I want to require client certificates only under /cgi-bin. So I place this in my
httpd.conf
<Location /cgi-bin>
SSLVerifyClient require
SSLVerifyDepth 1
</Location>
With this in place, Netscape keeps asking me for my client certificate each time I
click Reload on /cgi-bin/printenv, for example.

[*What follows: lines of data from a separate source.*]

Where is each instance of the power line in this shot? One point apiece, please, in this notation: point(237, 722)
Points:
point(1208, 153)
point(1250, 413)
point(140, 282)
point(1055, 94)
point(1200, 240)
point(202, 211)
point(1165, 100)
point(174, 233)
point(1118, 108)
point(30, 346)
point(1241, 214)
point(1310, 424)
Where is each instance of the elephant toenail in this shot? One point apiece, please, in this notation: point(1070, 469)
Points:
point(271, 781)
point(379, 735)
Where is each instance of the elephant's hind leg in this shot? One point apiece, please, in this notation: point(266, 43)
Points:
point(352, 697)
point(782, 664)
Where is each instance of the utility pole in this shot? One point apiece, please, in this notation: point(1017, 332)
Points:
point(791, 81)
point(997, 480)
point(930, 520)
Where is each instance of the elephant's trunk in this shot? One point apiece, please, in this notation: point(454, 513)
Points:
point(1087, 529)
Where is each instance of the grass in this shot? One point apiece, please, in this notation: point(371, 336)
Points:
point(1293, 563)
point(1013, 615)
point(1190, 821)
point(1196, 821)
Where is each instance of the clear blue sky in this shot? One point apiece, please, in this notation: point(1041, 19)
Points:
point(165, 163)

With SSLLogLevel trace, the ssl_engine_log is pretty large, but I think is useful to
include it here.
Pointing Navigator to https://my.server:8443/cgi-bin/printenv for the first time, the
following appers in the log.
[19/Feb/1999 10:36:46] [info] Connection to child 1 established (server
thor.intranet.bancorio.com.ar:8443)
[19/Feb/1999 10:36:46] [trace] Seeding PRNG with 1032 bytes of entropy
[19/Feb/1999 10:36:46] [trace] SSLeay: Handshake: start
[19/Feb/1999 10:36:46] [trace] SSLeay: Loop: before SSL initalisation
[19/Feb/1999 10:36:46] [trace] Inter-Process Session Cache: request=GET status=FOUND
id=644607CD6BB682E78127BF233CB9E0227034FF42B6CE33FDEB949368D24F3905 (session reuse)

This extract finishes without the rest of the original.